Coding4Performance 2: Asynchronous development and background tasks

In this post I will explain the general concept of asynchronous development and background tasks.

So everyone knows how procedural development works. In Business Central it starts with a user which logs in to the web client and starts a user session. The first page which opens is most likely the role center page. Behind the scenes now every part runs some code and loads some data. Typically this happens from top to bottom. After a short moment every piece of code finished and the page is fully loaded and rendered. The user can not interact with the page until this is finished.

In most cases this is not a problem because the server is new or even in the cloud and scalable. Also the users desktop was recently changed so chrome has its 4GB of memory available. Altogether the page loads in less than one second.

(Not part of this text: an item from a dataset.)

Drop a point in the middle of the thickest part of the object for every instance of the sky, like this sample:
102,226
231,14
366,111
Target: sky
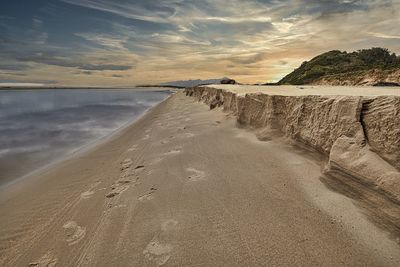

But what if one or even every of this conditions are not given? Or the role center needs to display some statistics which need more time to generate?

In this case the user also needs to wait for everything to be finished, and this can take quite some time. If this happens every time the user hits the role center, it can become quite annoying and time consuming.

This is where background tasks have their benefits. Imagine that you can simply send the generation of statics to the background. The user will still have to wait the same time for the statics to show up, but the page will be loaded already and the user can interact with it and if the statistics are not needed it is possible to navigate to other pages and continue to work.

Background tasks

I created a figure to show the concept.

Normally each user session runs in their own context and does one task after the other. But if you send one task to run in background, a new session is startet and runs parallel to the user session.

The user 1 has to wait only for task 1 and task 3 to complete. Task 2 will just be startet and then runs in background, in the same time as task 3 runs in the user session.

This concept applies to background tasks startet with Start Session and to Page Background Tasks.

Asyncronous development with a background queue

Again first the concept figure.

If you start a background task like explained before it will run directly and on the same server instance as the user session is started from. But sometimes you may want to run something in background but it also can run during night times?

Imagine that you have again the user session but instead of running the task 2 directly it is written to a queue for some background worker to pick this up and do your tasks.

This queue can have several worker which are just checking if there is a new task and then start doing this task. This is similar to the Job queue in BC but I am talking about the Task Scheduler.

The Page Background Tasks are documented quite well by Microsoft already I think. But on how to use Start Session and how to use the Task Scheduler I will write separate blog posts for detailed explanation.